He indicated, too, that the ambition surrounding the meeting itself may now have to be downscaled, and picked up at a second gathering, which some are dubbing 'Hong Kong II', sometime during 2006.
The EU has made a proposal that is not seen as far-reaching enough to improve market access to developing nations through reducing agricultural subsidies. At the same time, it wants developing countries to make extensive cuts on import tariffs.
Some 50% of what South Africa farms goes to the EU, while its second-largest market is Africa.
Internationally, the media is indicating that the negotiations are in trouble and seems to be shifting the blame from the shoulders of the EU to developing countries.
The union, he argued, should not expect developing countries to pay for market access by forcing them to reduce their industrial tariffs. The ball, said Carim, is literally in the bloc's court as developing countries still want to see further moves on market access.
It seems, he said, that a full agreement on modalities will not be reached by the end of this year, yet it is important to keep the process going forward and there seems to be a lack of understanding concerning developing countries' trade interests.
“African countries do not have a common approach to development. Some developed countries have created confusion by reinterpreting Africa's development objectives, and by creating the notion that African countries are not interested in market access as they have preferential trade agreements in place.”
The EU has already made it clear that the latest offer is its final offer, and that it is not budging. As such, it seems highly unlikely that developing countries will achieve their original objectives.
Nevertheless, Carim said, developing countries were determined that the negotiations should not result in the same failure as Cancun: “We are now focusing on managing our expectations, and keeping the negotiation process going.
“Hong Kong will be a milestone and not the end of the road.
“One of the most important lessons we learned from Cancun was that if we allow recrimination and the blame game to poison the atmosphere, it is difficult to relaunch talks.”
In light of recent developments, it is expected that negotiations will intensify next year.

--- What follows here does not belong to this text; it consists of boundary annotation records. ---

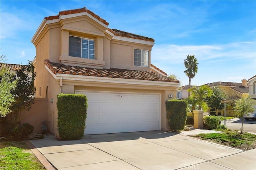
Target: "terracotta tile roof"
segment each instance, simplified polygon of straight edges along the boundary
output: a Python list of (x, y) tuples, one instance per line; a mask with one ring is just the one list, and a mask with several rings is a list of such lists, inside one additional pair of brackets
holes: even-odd
[(150, 66), (151, 66), (154, 69), (156, 69), (156, 70), (158, 71), (159, 71), (161, 73), (162, 73), (163, 74), (164, 74), (165, 75), (167, 75), (167, 74), (166, 72), (165, 72), (164, 71), (162, 71), (162, 70), (159, 69), (157, 67), (156, 67), (155, 66), (154, 66), (153, 64), (150, 64)]
[[(76, 9), (75, 10), (70, 10), (66, 11), (60, 11), (59, 12), (59, 14), (58, 15), (54, 16), (49, 16), (46, 17), (45, 17), (45, 19), (47, 20), (52, 20), (56, 19), (59, 19), (59, 17), (60, 16), (63, 16), (66, 15), (68, 15), (74, 14), (78, 14), (81, 12), (87, 12), (88, 14), (90, 14), (93, 17), (98, 20), (99, 21), (106, 25), (108, 26), (109, 23), (106, 21), (106, 20), (102, 18), (99, 16), (96, 15), (94, 12), (87, 9), (86, 7), (84, 7), (82, 8)], [(149, 38), (148, 37), (144, 37), (143, 36), (140, 36), (138, 35), (134, 34), (128, 32), (124, 32), (116, 29), (111, 29), (108, 28), (108, 30), (110, 31), (112, 33), (114, 34), (114, 35), (116, 36), (119, 36), (120, 37), (127, 37), (129, 38), (134, 38), (135, 39), (142, 40), (146, 41), (148, 41), (152, 42), (154, 42), (155, 40), (153, 38)]]
[(242, 83), (232, 83), (236, 86), (236, 87), (231, 87), (231, 89), (235, 90), (241, 93), (249, 93), (249, 87), (244, 87), (242, 85)]
[(135, 39), (142, 40), (152, 42), (155, 42), (153, 38), (149, 38), (147, 37), (139, 36), (138, 35), (134, 34), (120, 31), (116, 29), (112, 29), (112, 30), (114, 31), (114, 35), (115, 36), (120, 36), (120, 37), (127, 37), (128, 38), (134, 38)]
[(91, 15), (92, 15), (92, 16), (95, 18), (97, 19), (98, 20), (100, 21), (103, 24), (107, 26), (109, 24), (107, 22), (106, 20), (102, 18), (99, 16), (96, 15), (95, 14), (92, 12), (92, 11), (90, 11), (90, 10), (88, 10), (85, 7), (83, 8), (78, 8), (75, 10), (68, 10), (66, 11), (60, 11), (59, 12), (59, 14), (58, 15), (54, 16), (49, 16), (47, 17), (45, 17), (44, 19), (45, 19), (46, 20), (54, 20), (55, 19), (59, 19), (60, 16), (62, 15), (68, 15), (68, 14), (78, 14), (81, 12), (86, 12), (88, 14), (90, 14)]
[(247, 82), (249, 81), (249, 80), (251, 80), (252, 79), (253, 79), (254, 77), (256, 77), (256, 75), (255, 75), (254, 76), (253, 76), (252, 77), (250, 78), (250, 79), (249, 79), (248, 80)]
[[(198, 85), (192, 85), (191, 87), (199, 87), (199, 86), (198, 86)], [(180, 89), (181, 90), (187, 90), (189, 89), (188, 87), (189, 87), (188, 85), (186, 85), (181, 87), (180, 87)]]
[(244, 87), (242, 86), (241, 83), (218, 81), (216, 82), (206, 84), (205, 85), (208, 85), (209, 87), (217, 86), (219, 85), (230, 86), (230, 88), (238, 91), (240, 93), (249, 93), (249, 87)]
[(7, 68), (7, 69), (9, 70), (14, 71), (17, 69), (21, 68), (22, 67), (26, 66), (26, 65), (0, 63), (0, 70), (1, 70), (4, 66), (5, 66), (6, 68)]
[(100, 69), (66, 65), (60, 63), (54, 63), (48, 59), (44, 64), (54, 74), (66, 74), (88, 76), (102, 77), (157, 81), (179, 83), (175, 80), (153, 71), (146, 71), (124, 69), (111, 68)]

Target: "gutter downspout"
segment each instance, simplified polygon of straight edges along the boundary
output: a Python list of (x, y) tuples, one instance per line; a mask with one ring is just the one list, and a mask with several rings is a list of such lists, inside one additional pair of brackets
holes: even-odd
[(60, 77), (60, 93), (61, 93), (62, 92), (62, 79), (63, 78), (62, 76)]

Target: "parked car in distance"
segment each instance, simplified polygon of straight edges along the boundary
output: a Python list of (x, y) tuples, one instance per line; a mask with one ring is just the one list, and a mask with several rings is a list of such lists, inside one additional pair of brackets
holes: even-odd
[(250, 119), (253, 120), (256, 120), (256, 106), (254, 107), (254, 111), (248, 113), (246, 115), (244, 115), (244, 118), (246, 121), (248, 121)]

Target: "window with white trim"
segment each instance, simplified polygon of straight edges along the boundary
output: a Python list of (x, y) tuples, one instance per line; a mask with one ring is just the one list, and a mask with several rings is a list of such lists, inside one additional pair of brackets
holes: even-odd
[(69, 36), (68, 55), (88, 59), (95, 59), (95, 40)]
[(149, 51), (134, 49), (134, 65), (149, 67)]

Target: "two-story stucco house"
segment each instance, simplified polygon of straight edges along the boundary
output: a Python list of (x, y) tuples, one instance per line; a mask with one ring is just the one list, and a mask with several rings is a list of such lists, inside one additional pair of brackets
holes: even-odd
[(252, 99), (256, 100), (256, 75), (248, 79), (247, 84), (249, 87), (249, 94)]
[(58, 134), (61, 93), (87, 96), (85, 134), (169, 128), (165, 102), (179, 81), (151, 64), (154, 39), (108, 25), (84, 7), (45, 18), (33, 37), (36, 97), (48, 99), (50, 131)]

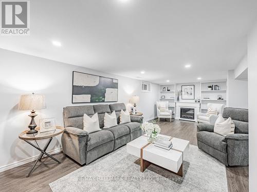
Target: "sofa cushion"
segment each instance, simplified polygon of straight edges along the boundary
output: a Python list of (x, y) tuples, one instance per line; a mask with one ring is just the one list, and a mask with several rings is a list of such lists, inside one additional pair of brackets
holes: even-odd
[(97, 113), (99, 114), (105, 113), (109, 114), (111, 113), (108, 104), (95, 104), (93, 106), (95, 113)]
[(130, 133), (132, 133), (141, 129), (141, 124), (138, 123), (137, 122), (130, 122), (129, 123), (126, 123), (122, 124), (126, 125), (130, 129)]
[(104, 129), (104, 130), (111, 131), (114, 137), (114, 139), (118, 139), (119, 137), (128, 135), (130, 134), (130, 129), (126, 126), (119, 125), (112, 127)]
[(111, 111), (112, 112), (114, 111), (115, 112), (121, 111), (121, 110), (125, 111), (126, 110), (126, 106), (124, 103), (114, 103), (109, 104)]
[(107, 130), (101, 130), (90, 133), (89, 137), (90, 140), (87, 142), (87, 151), (114, 140), (112, 132)]
[(93, 105), (71, 106), (63, 108), (64, 126), (72, 126), (83, 130), (84, 114), (91, 117), (95, 114)]
[(223, 141), (224, 136), (205, 131), (197, 132), (196, 136), (197, 140), (220, 152), (226, 153), (227, 143)]
[(248, 134), (248, 123), (236, 120), (233, 120), (235, 123), (235, 133)]
[(231, 117), (233, 120), (248, 122), (248, 110), (226, 108), (224, 109), (222, 116), (226, 119)]

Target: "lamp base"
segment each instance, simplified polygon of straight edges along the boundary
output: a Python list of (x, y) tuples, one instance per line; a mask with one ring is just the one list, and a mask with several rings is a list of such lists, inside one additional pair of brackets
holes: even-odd
[(31, 110), (31, 113), (29, 115), (29, 116), (31, 117), (31, 121), (29, 126), (28, 126), (30, 130), (27, 131), (27, 134), (34, 134), (38, 133), (38, 130), (35, 129), (36, 127), (36, 124), (35, 124), (35, 120), (34, 120), (35, 117), (38, 115), (35, 114), (35, 110)]
[(38, 130), (29, 130), (27, 131), (27, 132), (26, 133), (26, 134), (29, 135), (29, 134), (35, 134), (36, 133), (38, 133)]

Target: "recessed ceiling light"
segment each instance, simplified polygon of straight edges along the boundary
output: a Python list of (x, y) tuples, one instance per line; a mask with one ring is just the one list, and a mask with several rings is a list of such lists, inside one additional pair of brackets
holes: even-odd
[(60, 42), (56, 41), (56, 40), (53, 40), (52, 41), (52, 45), (53, 45), (54, 46), (57, 46), (57, 47), (62, 46), (62, 44)]

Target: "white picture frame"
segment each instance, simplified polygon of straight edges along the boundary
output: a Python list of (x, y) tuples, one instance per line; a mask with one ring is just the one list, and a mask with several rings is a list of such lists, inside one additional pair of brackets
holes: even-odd
[(194, 85), (181, 86), (182, 99), (194, 99)]
[(56, 119), (54, 118), (41, 119), (39, 122), (40, 125), (40, 132), (41, 133), (56, 130)]

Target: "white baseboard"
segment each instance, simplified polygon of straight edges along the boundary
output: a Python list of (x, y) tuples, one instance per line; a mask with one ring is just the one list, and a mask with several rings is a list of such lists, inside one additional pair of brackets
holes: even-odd
[[(54, 154), (56, 153), (61, 152), (62, 151), (63, 151), (62, 148), (60, 147), (56, 148), (55, 150), (53, 150), (50, 151), (47, 153), (49, 153), (49, 154)], [(0, 167), (0, 173), (4, 172), (5, 170), (6, 170), (10, 169), (12, 168), (14, 168), (24, 165), (24, 164), (26, 164), (30, 162), (35, 161), (38, 157), (39, 155), (35, 155), (34, 156), (29, 157), (28, 158), (25, 159), (23, 159), (21, 161), (15, 162), (14, 163), (9, 164), (6, 165), (2, 166), (2, 167)]]
[(151, 121), (151, 120), (154, 120), (154, 119), (156, 119), (157, 118), (158, 118), (158, 117), (157, 116), (155, 116), (154, 117), (150, 118), (147, 119), (144, 119), (143, 120), (143, 122), (149, 121)]

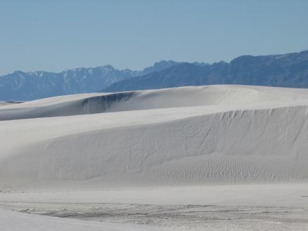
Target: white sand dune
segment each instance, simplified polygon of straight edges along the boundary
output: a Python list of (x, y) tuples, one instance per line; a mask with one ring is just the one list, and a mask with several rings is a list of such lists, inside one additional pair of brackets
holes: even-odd
[(31, 189), (51, 182), (68, 188), (306, 182), (307, 112), (307, 90), (244, 86), (3, 106), (0, 184)]
[(307, 99), (305, 89), (224, 85), (79, 94), (3, 106), (0, 121), (154, 108), (285, 103)]

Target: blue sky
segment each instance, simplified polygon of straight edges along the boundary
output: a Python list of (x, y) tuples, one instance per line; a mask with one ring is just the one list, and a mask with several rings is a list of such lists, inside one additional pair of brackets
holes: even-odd
[(0, 0), (0, 74), (308, 49), (308, 1)]

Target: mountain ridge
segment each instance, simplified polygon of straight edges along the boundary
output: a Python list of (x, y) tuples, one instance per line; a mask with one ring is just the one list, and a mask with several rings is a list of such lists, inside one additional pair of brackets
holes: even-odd
[(241, 56), (210, 65), (182, 62), (159, 73), (123, 80), (101, 90), (117, 92), (184, 86), (242, 84), (308, 88), (308, 51)]
[(111, 65), (79, 67), (58, 73), (16, 71), (0, 77), (0, 100), (25, 101), (97, 92), (114, 82), (161, 71), (177, 63), (162, 60), (142, 71), (118, 70)]

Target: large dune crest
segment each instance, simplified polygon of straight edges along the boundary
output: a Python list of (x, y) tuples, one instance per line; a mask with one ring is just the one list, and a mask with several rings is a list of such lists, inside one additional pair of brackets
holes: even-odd
[(256, 104), (308, 99), (306, 90), (251, 86), (188, 86), (116, 93), (79, 94), (1, 108), (0, 120), (64, 117), (127, 110)]
[[(308, 180), (307, 90), (213, 86), (120, 94), (1, 106), (1, 186)], [(12, 120), (30, 117), (36, 119)]]

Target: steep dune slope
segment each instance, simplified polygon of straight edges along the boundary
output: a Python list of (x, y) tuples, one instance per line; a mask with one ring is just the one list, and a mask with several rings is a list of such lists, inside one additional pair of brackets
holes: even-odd
[[(1, 186), (308, 180), (307, 90), (224, 86), (131, 94), (116, 100), (114, 112), (0, 122)], [(144, 110), (167, 106), (178, 108)]]
[(118, 93), (56, 97), (0, 108), (0, 120), (125, 110), (308, 99), (306, 90), (242, 86), (190, 86)]

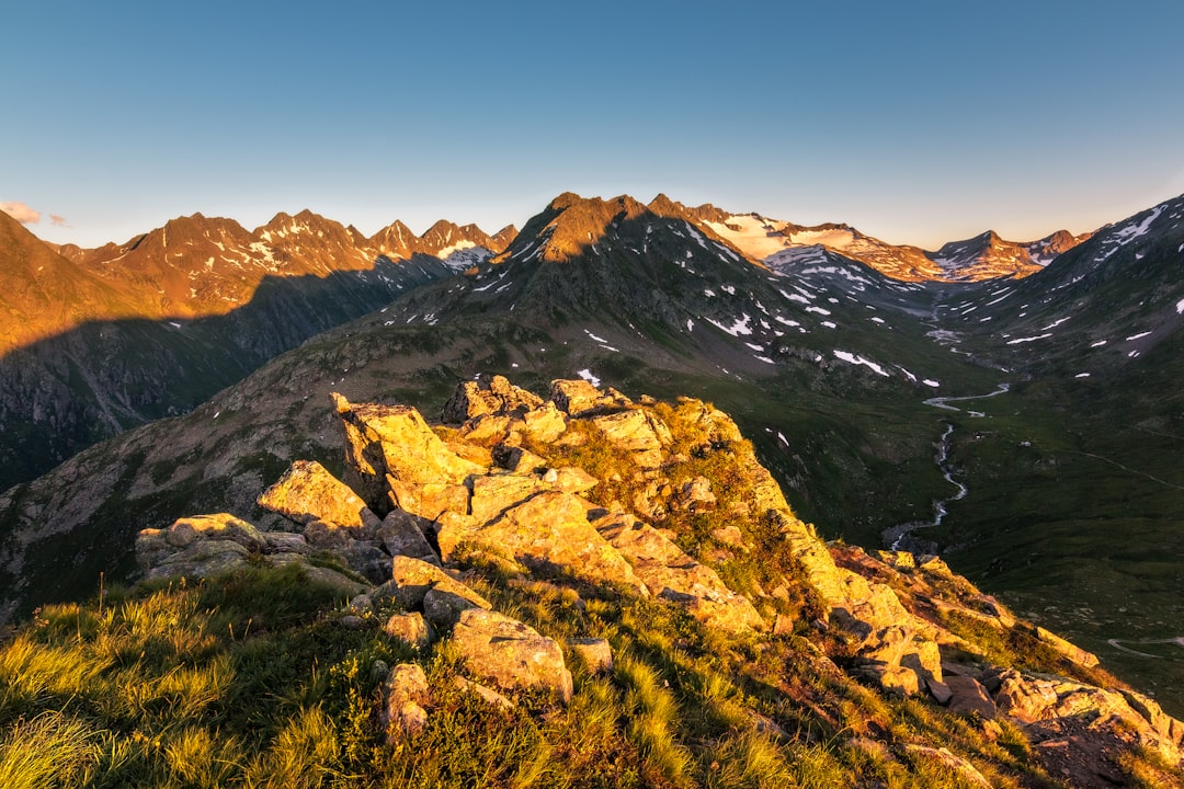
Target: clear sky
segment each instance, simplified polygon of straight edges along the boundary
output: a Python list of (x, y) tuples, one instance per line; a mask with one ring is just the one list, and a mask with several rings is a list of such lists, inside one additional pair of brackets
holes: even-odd
[(935, 248), (1184, 192), (1179, 0), (4, 5), (0, 203), (57, 242), (572, 190)]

There is much at stake in agricultural negotiations, both for South Africa and the region, commented the floor. It is important to take a regional view and to ensure that the country is better prepared that what it seems to be, added the delegate.
The broad viewpoint is that it seems as if an agreement on modalities is not possible and that Hong Kong will only be a stepping-stone to a new round in 2006.
In fact, it is possible that there may be a Hong Kong two in the middle of next year.
Talks are still going on in earnest but the chairperson of agricultural negotiations is due to release a report in the next day or so.
It is unclear what this report will contain, in what form it will be presented at Hong Kong as and whether talks will continue after its release.
At the beginning of next week Brazil, India, the US and the EU are to meet to discuss agricultural issues.
There are three pillars involved in the agricultural negotiations, with the first being, perhaps, the most contentious.
Market access for developing countries is a sticking point from which the EU, in particular, is not prepared to give any ground.
The second pillar, that of domestic support, is one where developing countries would like to see a substantial reduction in trade-distorting domestic subsidies.
Finally, export subsidies that often are protectionist should be done away with.
Echoing the mood that it seems as if South Africa cannot look forward to an ambitious outcome was AgriSA's Hans van der Merwe.
He added that it is important now is to keep the process on track and keep parties committed to an ambitious outcome at the end of the current Doha round, while, at the same time, balancing agricultural discussions with the other items on the agenda.
There is no doubt that agriculture is important in the lives of millions of South Africans.
SAIIA research fellow Catherine Grant, presenting research compiled by professor Johann Kirsten, pointed out that it was not until the 1990s that South Africa's agricultural sector became liberalised.
Today, it is a dual sector with 87% of land being owned by 45 000 large commercial-scale miners and the remaining amount in the hands of small subsistence farmers.
These 2,5-million households that rely on farming for food and an income are on government's list at the rounds.
Carim affirmed that the government had a strongly developmental approach and wanted to see these farmers 'graduate' to the commercial arena.
The situation in southern Africa, however, is even bleaker.
Some 35% of the regions' gross domestic product depends on agriculture while 70% of southern Africa's people depend on this sector for food or an income, said Oxfam America's David Malungisa.
While South Africa is a net exporter of food products as it is self-sufficient, at household level there are concerns over food security.
Some 1,5-million children have malnutrition indicators.
Recently, trends in the industry in South Africa indicate a move towards more value-added commodities, such as wine.